E, naturalmente, ci sono le grandi aziende dei settori non-tech, ma con una componente di digitalizzazione sempre più forte. Pensiamo, per esempio, alla Digital Factory del progetto Generation4Zurich, prima Academy gratuita per diventare data analyst, quest’anno alla seconda edizione, nata dalla collaborazione tra Zurich Italia e Generation Italy (fondazione no-profit fondata dalla società internazionale di consulenza manageriale McKinsey & Company). Oppure al corso che Wind Tre ha lanciato, in collaborazione con il Career Service del Politecnico di Milano, per specializzare trenta studenti, selezionati nei corsi di laurea magistrale in Ingegneria del Politecnico, sulle competenze gestionali e trasversali a supporto delle applicazioni del 5G, il nuovo standard per la connettività mobile.

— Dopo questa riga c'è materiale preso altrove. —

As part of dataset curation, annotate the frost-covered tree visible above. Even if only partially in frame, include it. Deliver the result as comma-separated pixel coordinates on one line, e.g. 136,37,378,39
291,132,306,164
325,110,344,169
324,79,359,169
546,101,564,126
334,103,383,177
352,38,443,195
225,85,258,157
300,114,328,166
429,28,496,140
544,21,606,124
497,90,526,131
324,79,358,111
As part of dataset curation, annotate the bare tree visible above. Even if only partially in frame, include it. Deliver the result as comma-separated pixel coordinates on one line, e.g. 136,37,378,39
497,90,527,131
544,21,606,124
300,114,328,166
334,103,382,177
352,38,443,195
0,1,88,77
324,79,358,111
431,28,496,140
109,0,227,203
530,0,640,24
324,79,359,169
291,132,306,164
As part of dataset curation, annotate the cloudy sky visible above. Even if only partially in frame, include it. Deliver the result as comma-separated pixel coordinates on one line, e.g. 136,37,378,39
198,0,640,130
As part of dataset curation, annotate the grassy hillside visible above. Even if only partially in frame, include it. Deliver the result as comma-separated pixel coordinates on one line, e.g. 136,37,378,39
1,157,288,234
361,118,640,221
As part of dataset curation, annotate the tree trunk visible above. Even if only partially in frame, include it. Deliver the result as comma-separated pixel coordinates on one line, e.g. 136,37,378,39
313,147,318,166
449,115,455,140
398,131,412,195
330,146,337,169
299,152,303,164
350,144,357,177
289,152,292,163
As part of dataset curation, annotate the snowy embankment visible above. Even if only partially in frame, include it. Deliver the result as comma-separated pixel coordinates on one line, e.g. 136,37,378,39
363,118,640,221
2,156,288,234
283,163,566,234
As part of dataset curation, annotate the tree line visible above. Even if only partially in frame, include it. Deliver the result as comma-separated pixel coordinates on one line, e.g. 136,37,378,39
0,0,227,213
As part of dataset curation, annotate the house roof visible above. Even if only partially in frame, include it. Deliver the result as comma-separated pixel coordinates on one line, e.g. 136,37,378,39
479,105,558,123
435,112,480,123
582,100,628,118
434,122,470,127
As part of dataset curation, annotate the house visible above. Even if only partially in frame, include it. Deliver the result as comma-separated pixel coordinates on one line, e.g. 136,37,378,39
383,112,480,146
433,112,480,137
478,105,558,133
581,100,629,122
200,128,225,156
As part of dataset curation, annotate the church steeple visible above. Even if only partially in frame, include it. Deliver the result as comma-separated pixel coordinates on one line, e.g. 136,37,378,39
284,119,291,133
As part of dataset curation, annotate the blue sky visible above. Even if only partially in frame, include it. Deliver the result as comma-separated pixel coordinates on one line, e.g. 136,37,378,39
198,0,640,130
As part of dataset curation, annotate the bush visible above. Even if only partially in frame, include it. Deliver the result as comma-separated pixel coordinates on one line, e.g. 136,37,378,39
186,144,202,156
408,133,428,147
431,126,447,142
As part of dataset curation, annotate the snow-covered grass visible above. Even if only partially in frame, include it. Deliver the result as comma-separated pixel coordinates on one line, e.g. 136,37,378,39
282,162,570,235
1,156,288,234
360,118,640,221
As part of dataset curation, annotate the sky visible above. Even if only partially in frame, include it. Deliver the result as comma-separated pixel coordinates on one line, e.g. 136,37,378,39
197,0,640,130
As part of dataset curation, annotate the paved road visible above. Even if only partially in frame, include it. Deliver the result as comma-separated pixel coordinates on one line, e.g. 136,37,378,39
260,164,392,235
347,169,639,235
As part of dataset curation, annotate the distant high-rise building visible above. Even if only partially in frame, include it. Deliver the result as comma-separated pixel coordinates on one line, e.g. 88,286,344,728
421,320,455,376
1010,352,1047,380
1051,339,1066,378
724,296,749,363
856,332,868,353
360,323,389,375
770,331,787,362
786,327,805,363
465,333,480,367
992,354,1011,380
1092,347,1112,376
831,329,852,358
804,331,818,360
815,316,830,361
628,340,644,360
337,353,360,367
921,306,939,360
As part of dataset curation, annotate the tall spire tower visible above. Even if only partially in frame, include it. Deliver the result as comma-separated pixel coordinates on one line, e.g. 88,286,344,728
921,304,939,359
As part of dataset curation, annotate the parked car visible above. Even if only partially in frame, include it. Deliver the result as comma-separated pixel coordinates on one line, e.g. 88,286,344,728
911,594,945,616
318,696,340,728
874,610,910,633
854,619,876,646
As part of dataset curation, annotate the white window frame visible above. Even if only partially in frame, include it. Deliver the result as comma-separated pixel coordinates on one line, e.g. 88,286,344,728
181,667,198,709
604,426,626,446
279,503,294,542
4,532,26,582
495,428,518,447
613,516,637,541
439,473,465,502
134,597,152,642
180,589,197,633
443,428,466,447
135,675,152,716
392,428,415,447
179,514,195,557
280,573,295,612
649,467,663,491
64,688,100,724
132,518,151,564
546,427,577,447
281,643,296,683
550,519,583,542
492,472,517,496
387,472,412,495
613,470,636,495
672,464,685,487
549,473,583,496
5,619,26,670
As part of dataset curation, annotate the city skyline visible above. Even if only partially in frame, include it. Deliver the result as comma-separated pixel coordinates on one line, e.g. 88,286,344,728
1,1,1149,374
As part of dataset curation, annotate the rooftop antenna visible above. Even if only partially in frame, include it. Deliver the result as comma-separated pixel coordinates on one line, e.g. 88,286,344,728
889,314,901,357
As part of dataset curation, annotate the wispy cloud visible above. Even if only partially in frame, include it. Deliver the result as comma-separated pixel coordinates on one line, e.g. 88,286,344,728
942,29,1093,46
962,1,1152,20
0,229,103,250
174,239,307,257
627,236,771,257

Secondo Deidda, però, non si tratta tanto di integrare la formazione universitaria quanto di “personalizzarla”: “Le Academy in area IT muovono dalle competenze che il sistema universitario italiano trasferisce giornalmente agli studenti e ciò fa sì che i neolaureati abbiamo già un discreto know-how acquisito”, evidenzia il manager. “Qual è dunque la mission delle Academy? Aggiornare e adattare questo know-how alle esigenze operative delle aziende. Questa personalizzazione, che proponiamo con le Academy di The Adecco Group, è allo stesso tempo un riassetto e un aggiornamento pratico delle competenze, che consente ai partecipanti di essere immediatamente responsivi alle esigenze delle aziende e alle aziende stesse di ridurre il periodo di apprendimento e le inefficienze dovute all’inesperienza”, conclude Deidda.
Il compito del CIO: diventare un coach “filosofo”

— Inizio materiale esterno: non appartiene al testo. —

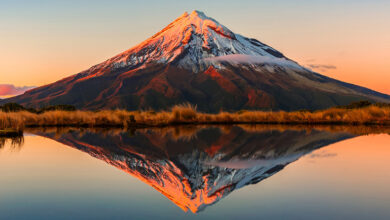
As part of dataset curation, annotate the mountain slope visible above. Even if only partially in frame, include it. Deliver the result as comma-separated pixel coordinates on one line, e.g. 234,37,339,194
4,10,390,111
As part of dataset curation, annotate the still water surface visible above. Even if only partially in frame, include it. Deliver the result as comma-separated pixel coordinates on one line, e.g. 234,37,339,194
0,126,389,220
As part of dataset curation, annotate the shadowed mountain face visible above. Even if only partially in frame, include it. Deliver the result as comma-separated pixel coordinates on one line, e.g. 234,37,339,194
34,126,354,213
3,11,389,111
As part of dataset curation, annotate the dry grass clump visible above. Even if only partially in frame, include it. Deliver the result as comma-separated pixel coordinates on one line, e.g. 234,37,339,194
171,103,198,122
0,111,26,131
0,104,390,131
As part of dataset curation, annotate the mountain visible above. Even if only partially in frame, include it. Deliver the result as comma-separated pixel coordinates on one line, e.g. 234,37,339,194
34,126,354,212
4,10,390,111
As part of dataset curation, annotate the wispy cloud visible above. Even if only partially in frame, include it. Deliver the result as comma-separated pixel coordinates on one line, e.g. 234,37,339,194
204,54,302,69
308,150,338,158
0,84,35,98
306,64,337,72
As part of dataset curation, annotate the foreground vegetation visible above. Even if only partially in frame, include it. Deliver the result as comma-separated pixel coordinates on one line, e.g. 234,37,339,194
0,129,23,137
0,101,390,132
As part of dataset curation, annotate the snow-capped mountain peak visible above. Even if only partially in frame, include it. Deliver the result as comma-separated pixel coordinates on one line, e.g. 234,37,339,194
153,10,235,38
6,10,389,111
86,10,289,74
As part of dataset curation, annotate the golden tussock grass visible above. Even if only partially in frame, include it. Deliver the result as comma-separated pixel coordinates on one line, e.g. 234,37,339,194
1,104,390,131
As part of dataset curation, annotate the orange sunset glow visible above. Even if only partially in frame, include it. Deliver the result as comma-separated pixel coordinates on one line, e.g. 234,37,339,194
1,1,389,96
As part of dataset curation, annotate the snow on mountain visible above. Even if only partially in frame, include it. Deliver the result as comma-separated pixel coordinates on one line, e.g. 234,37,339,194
81,10,297,77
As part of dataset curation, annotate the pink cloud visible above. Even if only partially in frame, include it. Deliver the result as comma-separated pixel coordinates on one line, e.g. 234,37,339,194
0,84,35,97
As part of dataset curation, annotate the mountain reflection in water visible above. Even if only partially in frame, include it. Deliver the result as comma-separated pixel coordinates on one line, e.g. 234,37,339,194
28,125,365,213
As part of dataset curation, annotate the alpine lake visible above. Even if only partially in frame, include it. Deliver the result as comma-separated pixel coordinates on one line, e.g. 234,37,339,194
1,125,389,220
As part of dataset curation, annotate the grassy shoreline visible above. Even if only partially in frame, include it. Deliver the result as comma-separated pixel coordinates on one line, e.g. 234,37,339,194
0,129,23,137
24,124,390,137
1,103,390,131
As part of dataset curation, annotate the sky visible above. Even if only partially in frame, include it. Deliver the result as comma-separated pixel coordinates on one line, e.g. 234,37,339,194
1,0,389,96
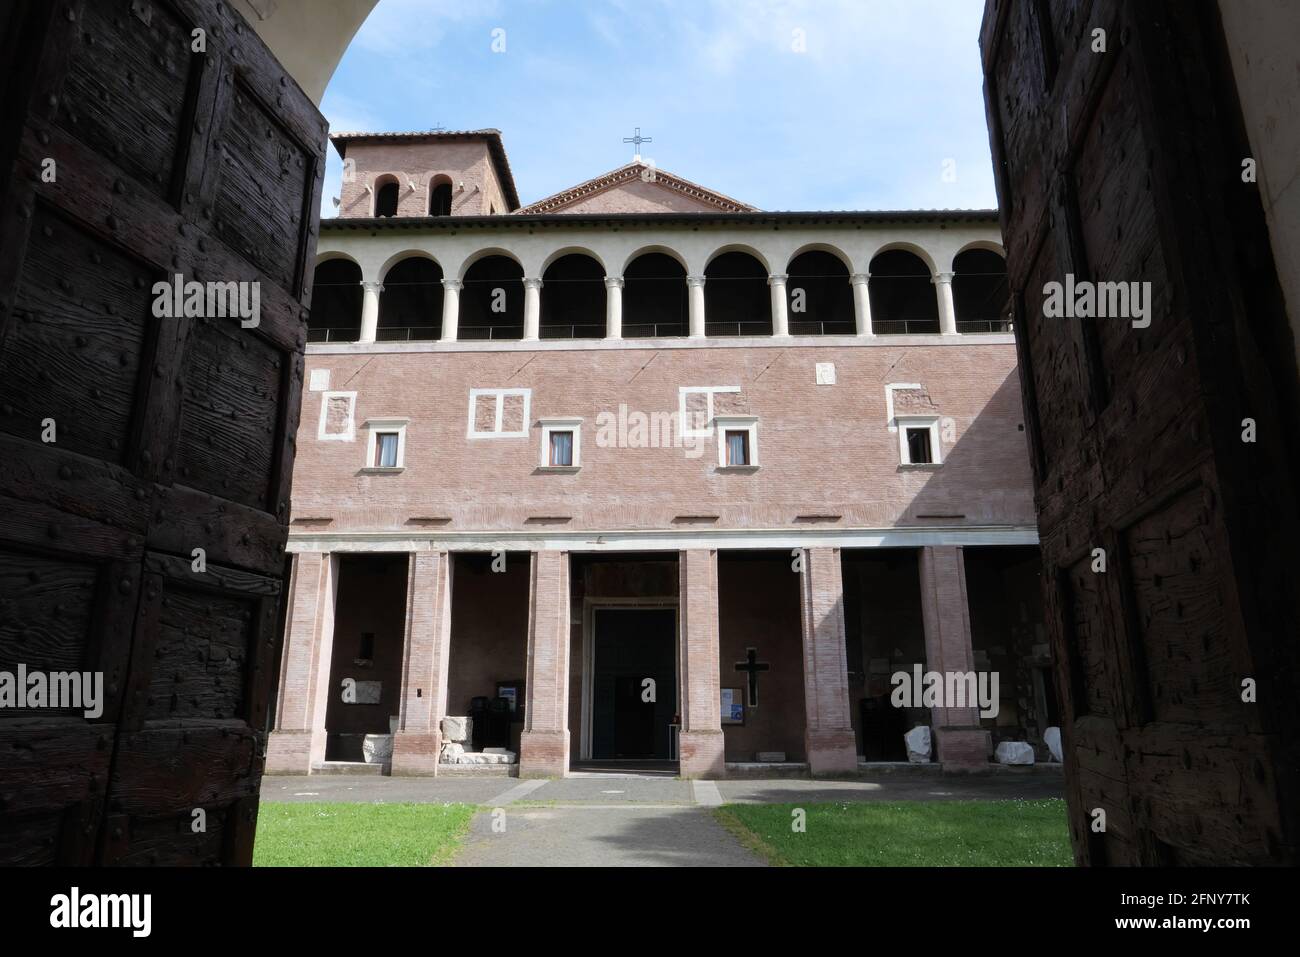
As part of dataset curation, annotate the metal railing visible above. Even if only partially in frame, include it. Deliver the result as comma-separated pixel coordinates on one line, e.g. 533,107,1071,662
621,322,689,338
457,325,524,341
375,325,441,342
539,323,607,340
704,321,774,337
788,319,858,336
309,315,1011,343
306,327,360,343
871,319,942,335
955,318,1014,333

Ma c’è un’altra competenza che occorre formare, sia nei giovani alla ricerca della prima occupazione sia nelle figure inserite nel contesto lavorativo: il cambiamento. La resistenza al nuovo da parte delle persone di qualunque età è il primo ostacolo alla digitalizzazione e allarga il digital skill gap, perché le competenze IT di base possono appartenere a tutti, purché si accetti di abbandonare i modi di fare del passato.
“Qualsiasi cambiamento deve partire da una libera volontà della persona”, sottolinea Lara Miglietta. “La persona deve diventare consapevoleche il cambiamento è necessario e, per impegnarsi, deve trovare la motivazione. Il cervello è un organo pigro, tende a risparmiare energia e il cambiamento ne richiede tanta. La nostra mente si attiverà solo se vedrà un beneficio concreto, come un lavoro migliore, un livello più alto di qualità della vita o la realizzazione di proprie aspirazioni e ambizioni”.
Il compito del CIO è precisamente quello di sviluppare nei team la consapevolezza e la motivazione. “Sono i due fattori fondamentali per il cambiamento”, afferma Miglietta. “Il coaching, infatti, lavora sulla domanda con un metodo maieutico, quasi socratico”.
Questo significa che il CIO dovrebbe accompagnare le persone a trovare dentro di sé la volontà o, persino, la richiesta di un cambiamento. Deve anche comunicare la mission facendo sentire ogni persona importante nel suo ruolo. “Il CIO deve curare la relazione con le persone, anche solo con un saluto o un breve incontro”, dichiara Miglietta. “Le persone non vogliono sentirsi un numero e il CIO deve essere bravo a superare l’organizzazione piramidale facendosi sentire emotivamente vicino”.
Questo vale soprattutto nella nostra epoca di lavoro remoto, che dà più flessibilità e spazi privati, ma può creare ostacoli e distanze nella comunicazione tra le persone e, di conseguenza, nel cambiamento mentale e digitale.